Repeal of ACA pre-existing condition rules could leave millions of newly insured without coverage

The Republicans’ proposals to replace the pre-existing condition rules (sections 1101, 1331, 1341, and 1501) of the Patient Protection and Affordable Care Act (ACA) (P.L. 111-148) with states’ high-risk pools for individuals who would be denied insurance coverage or charged higher rates in the individual insurance market “will be insufficient to maintain the health care access gains made since 2010,” according to an Issue Brief (Brief) published by The Commonwealth Fund. The Brief, which compared coverage and access gains for people with pre-existing conditions after passage of the ACA with state high-risk-pool enrollment prior to the ACA, concluded “[i]f the ACA’s pre-existing conditions rules are repealed, millions of Americans could find it difficult to obtain affordable health care.”

Pre-existing conditions defined

The definition of pre-existing conditions includes a range described narrowly and broadly, the Brief explained. “The narrow definition includes very costly health conditions” that could result in the denial of coverage for individuals prior to the ACA provision, while “the broad definition includes sight less expensive chronic health conditions” that, without the ACA provisions, could result in unaffordable health insurance costs for most individuals with pre-existing conditions.

Key findings

A prior study conducted by The Commonwealth Fund concluded that there had been significant improvements in people with pre-existing conditions to purchase health insurance coverage on their own in 2016 relative to 2010. In this Brief, The Commonwealth Fund determined that people with pre-existing conditions gained coverage and had increased access to care and found that improvement of access to care was greatest in states where coverage gains were the greatest. The data indicated that 16.5 million more people were insured in 2015 than from 2011 – 2013. The newly insured population included 16 percent of individuals that fell into the narrow definition and 57 percent that fell into the broad definition.

High-risk pools

The Brief examined the relationship between the increase in insurance coverage and access to care among individuals with pre-exiting conditions and prior enrollment in pre-existing condition insurance plans (PCIPs) and high-risk pool programs.

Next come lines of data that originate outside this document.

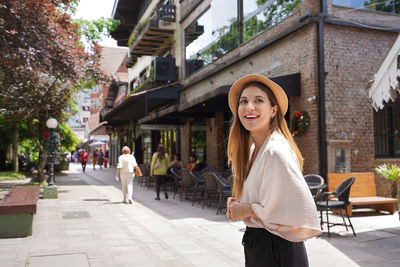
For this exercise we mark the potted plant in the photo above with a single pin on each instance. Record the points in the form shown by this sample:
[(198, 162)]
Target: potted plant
[(391, 173)]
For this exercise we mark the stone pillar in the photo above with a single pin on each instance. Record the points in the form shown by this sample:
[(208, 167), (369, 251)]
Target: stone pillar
[(215, 141)]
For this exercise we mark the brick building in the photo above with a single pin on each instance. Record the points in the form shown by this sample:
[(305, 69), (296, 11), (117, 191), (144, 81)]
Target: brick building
[(323, 53)]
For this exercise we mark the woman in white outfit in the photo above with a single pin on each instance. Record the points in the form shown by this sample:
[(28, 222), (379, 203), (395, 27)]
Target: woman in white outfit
[(270, 194), (125, 169)]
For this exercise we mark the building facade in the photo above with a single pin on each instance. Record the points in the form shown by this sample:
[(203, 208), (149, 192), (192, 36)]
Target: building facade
[(323, 53)]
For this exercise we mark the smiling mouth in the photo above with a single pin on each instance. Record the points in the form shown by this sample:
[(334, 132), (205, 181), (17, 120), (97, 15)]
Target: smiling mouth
[(250, 117)]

According to the Brief, “there was no relationship between enrollment in the PCIP or the share of the nongroup market enrolled in high-risk pools and gains in coverage or access post-2014.”

When ACA costs are too high, consumers turn to short-term insurance

When prices for insurance under the Patient Protection and Affordable Care Act (ACA) (P.L. 111-148) get too high, consumers are more often turning to short-term coverage as a more cost-effective option, according to a report by CBS News.  The monthly premium for a short-term plan is on average about $500 less for a family of three than that of a plan purchased on the ACA’s health insurance exchanges, which makes sort term coverage an attractive option for those who can’t afford ACA coverage.

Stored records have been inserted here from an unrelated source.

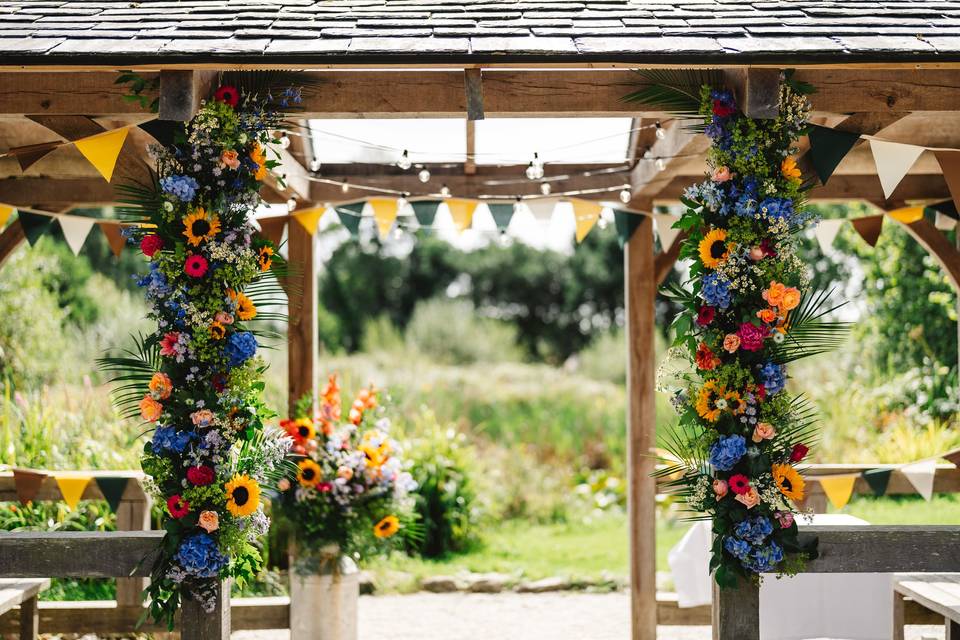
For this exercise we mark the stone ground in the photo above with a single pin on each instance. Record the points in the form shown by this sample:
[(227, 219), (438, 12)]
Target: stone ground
[(508, 616)]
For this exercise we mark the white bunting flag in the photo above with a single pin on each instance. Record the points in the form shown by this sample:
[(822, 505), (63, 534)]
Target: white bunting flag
[(893, 160), (75, 231), (921, 474)]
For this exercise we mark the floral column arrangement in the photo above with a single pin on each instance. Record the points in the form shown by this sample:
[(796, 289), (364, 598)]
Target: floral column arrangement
[(748, 312), (196, 381)]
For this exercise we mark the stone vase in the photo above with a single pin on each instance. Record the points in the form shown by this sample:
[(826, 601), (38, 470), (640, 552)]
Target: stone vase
[(324, 591)]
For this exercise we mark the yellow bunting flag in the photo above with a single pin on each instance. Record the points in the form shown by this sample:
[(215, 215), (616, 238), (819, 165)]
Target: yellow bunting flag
[(586, 213), (103, 149), (72, 488), (838, 488), (384, 213), (462, 212), (309, 218)]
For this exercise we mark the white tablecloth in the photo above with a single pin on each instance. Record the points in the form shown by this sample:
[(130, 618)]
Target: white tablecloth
[(852, 606)]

On average, a family of three will pay a monthly premium of $283 for a short-term plan, which is about $500 less per month than coverage through a major medical plan, according to (non-ACA) online health insurance marketplace eHealth. Before the ACA, eHealth sold about 60,000 short-term policies per year, a number that more than doubled in 2014 and 2015, with approximately 140,000 policies sold over both years.

Lower costs, higher risks

While the cost of short-term plans may be more effective, consumers are making compromises in other areas. Some short-term plans lack coverage for prescription drugs, for example, and other exclude specialized coverage, such as maternity care. Most notably, unlike health insurance under the ACA, short-term policies refuse to cover preexisting conditions. Moreover, consumers must reapply for coverage annually and may be denied if their health care costs are too high—a concept that is also forbidden under the ACA.

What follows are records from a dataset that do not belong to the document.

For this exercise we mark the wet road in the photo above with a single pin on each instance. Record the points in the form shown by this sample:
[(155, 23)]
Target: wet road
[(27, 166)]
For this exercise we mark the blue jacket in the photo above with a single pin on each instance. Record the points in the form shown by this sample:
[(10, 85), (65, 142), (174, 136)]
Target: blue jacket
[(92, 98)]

“This is exactly the kind of coverage the ACA was designed to get rid of,” said Kaiser Family Foundation Senior Vice President Larry Levitt to the Wall Street Journal (WSJ). Consumer advocates worry that buyers do not understand the limits and risks involved with short-term policies, or that consumers do not realize they may qualify for subsidies that can dramatically reduce the cost of a plan purchased on the ACA marketplace.

Even though short-term plans such as these do not qualify as individual coverage under the ACA, triggering the tax penalty for lack of coverage, the cost of a short-term plan plus the tax penalty may still be less expensive than paying for a marketplace plan. In 2015, an individual who went without coverage for more than three months can expect to pay the higher of a percentage of his or her taxable income or a flat rate, with a maximum penalty of $975 for the 2015 tax year, CBS News reported.

Causing trouble for the ACA business

Short-term plans can put the ACA marketplaces at risk, as they can draw away healthy consumers who are needed to keep the marketplaces running as expected. Then, they add to the costs of ACA plans by buying coverage only when they have health needs. This can “cause some real problems for the market,” said Timothy S. Jost, a professor at Washington and Lee University, to WSJ. Increasingly, insurers, such as Anthem Inc. and UnitedHealth are beginning to sell short-term plans, saying that the plans fill gaps in coverage.